上記のgithubとUserGuideを参考にfatJarの作成を行いました。
利用したコード
私が利用したbuild.gradleの大まかなコードを記載しておきます。以下ではこのコードを変更しながら成果物がどのように変わるのかを見ていきます。
plugins {
id "java"
id 'com.github.johnrengelman.shadow' version '7.1.2'
}
repositories {
mavenCentral()
}
apply plugin: "java"
apply plugin: "com.github.johnrengelman.shadow"
sourceCompatibility = JavaVersion.VERSION_1_8
targetCompatibility = JavaVersion.VERSION_1_8
compileJava.options.encoding = 'UTF-8'
compileTestJava.options.encoding = 'UTF-8'
dependencies {
// dependency1
}
shadowJar {
baseName = project.name
dependencies {
// dependency2
}
}
jarタスクに関連する依存関係
上記のサンプルコードにおけるdependency1
の部分です。ここに依存関係を追記します。下記の3つdependencyの場合において、どのような挙動になるのかを見てみます。
- implementation
- runtimeOnly
- compileOnly
dependency1の部分を下記のように書き換えてみます。
dependencies {
implementation ("commons-lang:commons-lang:2.6")
runtimeOnly ("org.apache.httpcomponents:httpclient:4.5.13") {
exclude group: 'commons-logging', module: 'commons-logging'
}
compileOnly ("com.google.guava:guava:32.1.2-jre")
}
./gradlew shadowJar
コマンドを実行し、fatJarを作ってみます。
implementation
implementationはjarを実行する際に必要なものなので、成果物のfatJarには含まれていそうな気がしますが、実際にどうなったのかでコンパイルして見てみます。
org.apache.commons.lang
のパッケージが存在するので、implementationで定義したcommons-langは成果物に含まれていました。
runtimeOnly
runtimeOnlyはjarをコンパイルするときは不要ですが、実行時には必要なものなのでfatJarに含まれてほしい気がします。
mozila
とorg.apache.http
のパッケージが存在するので、runtimeOnlyで定義したhttpclientは成果物に含まれていました。

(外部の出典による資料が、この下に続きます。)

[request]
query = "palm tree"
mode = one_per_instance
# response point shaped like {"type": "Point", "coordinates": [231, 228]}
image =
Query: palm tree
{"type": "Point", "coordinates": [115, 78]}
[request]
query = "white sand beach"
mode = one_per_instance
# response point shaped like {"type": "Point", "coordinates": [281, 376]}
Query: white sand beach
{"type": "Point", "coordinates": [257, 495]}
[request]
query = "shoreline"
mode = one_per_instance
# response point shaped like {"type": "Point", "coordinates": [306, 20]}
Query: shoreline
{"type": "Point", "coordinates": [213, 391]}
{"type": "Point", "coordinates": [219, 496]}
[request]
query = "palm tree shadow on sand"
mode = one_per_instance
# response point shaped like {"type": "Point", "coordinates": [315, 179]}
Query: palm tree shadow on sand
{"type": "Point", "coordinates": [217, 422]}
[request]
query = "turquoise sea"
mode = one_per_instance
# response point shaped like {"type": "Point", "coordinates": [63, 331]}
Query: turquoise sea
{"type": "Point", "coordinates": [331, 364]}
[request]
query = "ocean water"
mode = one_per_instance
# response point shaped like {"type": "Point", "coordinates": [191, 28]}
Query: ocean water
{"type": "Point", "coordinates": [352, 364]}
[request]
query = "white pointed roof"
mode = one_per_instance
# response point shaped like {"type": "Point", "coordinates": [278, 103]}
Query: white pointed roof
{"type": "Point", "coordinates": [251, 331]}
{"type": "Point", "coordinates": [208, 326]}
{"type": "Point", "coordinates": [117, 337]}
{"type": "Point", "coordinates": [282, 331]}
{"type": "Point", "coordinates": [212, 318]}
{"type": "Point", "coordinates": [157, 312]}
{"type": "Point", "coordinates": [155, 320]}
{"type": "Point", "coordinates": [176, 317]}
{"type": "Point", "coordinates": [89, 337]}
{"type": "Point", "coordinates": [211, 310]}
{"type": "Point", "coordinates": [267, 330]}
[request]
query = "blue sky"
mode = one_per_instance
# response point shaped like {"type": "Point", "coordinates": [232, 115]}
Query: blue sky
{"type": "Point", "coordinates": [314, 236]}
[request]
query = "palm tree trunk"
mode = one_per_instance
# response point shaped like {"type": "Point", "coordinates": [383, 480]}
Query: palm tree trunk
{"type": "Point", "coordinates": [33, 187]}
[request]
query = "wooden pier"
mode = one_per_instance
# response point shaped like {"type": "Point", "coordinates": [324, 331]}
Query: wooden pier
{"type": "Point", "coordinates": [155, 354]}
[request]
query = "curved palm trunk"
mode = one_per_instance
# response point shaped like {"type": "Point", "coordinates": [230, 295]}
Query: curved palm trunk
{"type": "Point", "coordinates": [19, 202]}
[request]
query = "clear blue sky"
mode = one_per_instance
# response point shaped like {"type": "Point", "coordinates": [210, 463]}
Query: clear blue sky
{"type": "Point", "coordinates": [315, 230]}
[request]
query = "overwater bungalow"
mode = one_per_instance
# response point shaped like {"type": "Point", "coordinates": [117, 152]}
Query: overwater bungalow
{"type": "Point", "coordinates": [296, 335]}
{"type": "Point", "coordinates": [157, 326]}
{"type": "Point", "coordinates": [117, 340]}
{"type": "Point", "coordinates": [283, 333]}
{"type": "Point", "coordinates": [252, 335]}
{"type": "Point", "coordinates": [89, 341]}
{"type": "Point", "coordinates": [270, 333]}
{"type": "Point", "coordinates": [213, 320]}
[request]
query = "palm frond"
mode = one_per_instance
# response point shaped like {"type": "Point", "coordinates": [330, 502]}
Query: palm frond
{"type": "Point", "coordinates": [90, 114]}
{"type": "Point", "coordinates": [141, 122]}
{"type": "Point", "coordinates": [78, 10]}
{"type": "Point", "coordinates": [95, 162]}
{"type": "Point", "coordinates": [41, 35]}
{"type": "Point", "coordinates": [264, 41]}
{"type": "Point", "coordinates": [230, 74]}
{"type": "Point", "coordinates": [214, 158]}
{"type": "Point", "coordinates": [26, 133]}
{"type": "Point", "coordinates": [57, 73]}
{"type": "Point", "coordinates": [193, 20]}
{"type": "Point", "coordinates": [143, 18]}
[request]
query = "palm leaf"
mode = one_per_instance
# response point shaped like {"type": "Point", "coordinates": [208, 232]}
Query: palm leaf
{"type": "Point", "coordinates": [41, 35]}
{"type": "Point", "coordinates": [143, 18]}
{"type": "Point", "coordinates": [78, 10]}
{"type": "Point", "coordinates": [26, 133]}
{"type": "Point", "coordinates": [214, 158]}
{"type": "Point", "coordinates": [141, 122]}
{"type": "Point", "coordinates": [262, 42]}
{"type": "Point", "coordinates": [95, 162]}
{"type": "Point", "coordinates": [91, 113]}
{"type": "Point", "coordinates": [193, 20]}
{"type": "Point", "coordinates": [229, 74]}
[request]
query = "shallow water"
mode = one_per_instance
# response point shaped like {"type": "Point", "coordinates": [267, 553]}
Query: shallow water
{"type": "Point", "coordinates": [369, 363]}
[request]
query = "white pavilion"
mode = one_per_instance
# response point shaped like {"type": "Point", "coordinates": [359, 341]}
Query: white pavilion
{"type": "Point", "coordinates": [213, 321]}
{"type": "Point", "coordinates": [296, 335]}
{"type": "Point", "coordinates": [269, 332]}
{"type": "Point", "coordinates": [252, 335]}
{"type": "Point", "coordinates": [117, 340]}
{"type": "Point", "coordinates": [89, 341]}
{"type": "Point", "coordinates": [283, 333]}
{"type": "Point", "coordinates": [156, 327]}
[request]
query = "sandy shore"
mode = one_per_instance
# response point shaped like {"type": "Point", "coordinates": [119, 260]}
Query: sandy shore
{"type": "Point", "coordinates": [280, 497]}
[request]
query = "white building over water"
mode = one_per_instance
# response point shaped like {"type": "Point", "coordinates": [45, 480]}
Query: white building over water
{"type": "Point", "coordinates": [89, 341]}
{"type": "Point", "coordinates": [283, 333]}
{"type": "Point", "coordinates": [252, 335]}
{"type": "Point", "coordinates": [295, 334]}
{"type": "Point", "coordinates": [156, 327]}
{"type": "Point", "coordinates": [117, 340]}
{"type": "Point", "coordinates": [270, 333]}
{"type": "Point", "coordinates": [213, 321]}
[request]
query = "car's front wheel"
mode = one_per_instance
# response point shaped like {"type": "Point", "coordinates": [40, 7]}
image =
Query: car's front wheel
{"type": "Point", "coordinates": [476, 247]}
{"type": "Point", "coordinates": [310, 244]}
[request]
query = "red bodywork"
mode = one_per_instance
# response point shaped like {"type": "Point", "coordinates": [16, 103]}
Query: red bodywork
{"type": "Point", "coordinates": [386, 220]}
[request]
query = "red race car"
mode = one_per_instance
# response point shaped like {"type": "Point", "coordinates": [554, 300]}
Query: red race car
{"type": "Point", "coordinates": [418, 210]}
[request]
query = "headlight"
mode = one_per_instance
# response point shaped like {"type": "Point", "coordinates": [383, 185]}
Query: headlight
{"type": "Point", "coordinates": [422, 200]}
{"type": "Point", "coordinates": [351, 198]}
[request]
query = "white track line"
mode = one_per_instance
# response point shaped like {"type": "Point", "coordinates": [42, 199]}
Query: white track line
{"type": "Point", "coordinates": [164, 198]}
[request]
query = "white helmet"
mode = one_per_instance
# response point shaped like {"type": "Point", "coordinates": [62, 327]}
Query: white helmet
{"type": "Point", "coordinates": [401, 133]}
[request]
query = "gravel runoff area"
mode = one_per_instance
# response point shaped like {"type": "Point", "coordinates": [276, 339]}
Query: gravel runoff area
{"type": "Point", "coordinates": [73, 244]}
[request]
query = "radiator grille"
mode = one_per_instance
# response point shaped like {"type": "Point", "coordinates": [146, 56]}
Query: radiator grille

httpclientは推移的な依存関係を持っていて、下記のようになっています。
+--- org.apache.httpcomponents:httpclient:4.5.13
| +--- org.apache.httpcomponents:httpcore:4.4.13
| +--- commons-logging:commons-logging:1.2
| \--- commons-codec:commons-codec:1.11
この中でcommons-logging:commons-logging
は意図的にexcludeしました。よって下記のようになることが期待されます。
- commons-loggingは成果物の中に含まれない
- httpcoreとcommons-codecは成果物に含まれる
org.apache.commons.logging
パッケージが存在せず、org.apache.commons.codec
、org.apache.http.annotation
等のhttpclientに含まれないパッケージが存在しているので予想通りの結果になっていることがわかります。
compileOnly
compileOnlyはコンパイル時にのみ必要で、実行時には不要なのでfatJarに含まれている必要はないと思われます。
com.google
のパッケージが存在しないため、compileOnlyで定義したguava
は成果物に含まれていませんでした。
ここまでのまとめ
- implementation、runtimeOnlyでdependencyを定義した場合はfatJarに内包される
- compileOnlyでdependencyを定義した場合はfatJarに内包されない
- 推移的な依存ライブラリも考慮され、excludeした場合は除外される
shadowJarタスクでのカスタマイズ
jarタスクのdependencyとは別に、shadowJarのタスクにもいくつかのオプションがあり、成果物をカスタマイズすることができます。
filtering
下記のように、exclude、includeを記述して成果物に含めるファイルをフィルタリングすることができます。
shadowJar {
baseName = project.name
exclude "qiita/QiitaObject.class"
}
こうすることでexcludeに指定したclassファイルは成果物のfatJarから除外されます。いろいろ調べてみた感じだと下記のようなものをexcludeするために使われることが多いようです。
exclude 'META-INF/*.SF'
exclude 'META-INF/*.DSA'
exclude 'META-INF/*.RSA'
dependency
成果物のfatJarから除外する依存関係を定義することができます。dependency2
の部分を下記のように書き換えます。
dependencies {
exclude(dependency("commons-lang:commons-lang"))
}
このようにしてshadowJarを作成すると、commons-lang
が成果物の中から消えます。
org.apache.commons.lang
のパッケージがなくなりました。
公式によると、推移的な依存関係を含んだexcludeはサポートされていないようです。
relocate
shaded-jarのように、内包するライブラリのパッケージを変更することができます。
shadowJarのタスクにrelocateの記述を追記します。
shadowJar {
baseName = project.name
dependencies {
exclude(dependency("commons-lang:commons-lang"))
}
relocate 'org.apache.http.annotation', 'qiita.annotation'
}
httpcore
のorg.apache.http.annotation
のパッケージをqiita.annotation
パッケージに移動します。成果物のfatJarを確認するとパッケージが移動していることが確認できました。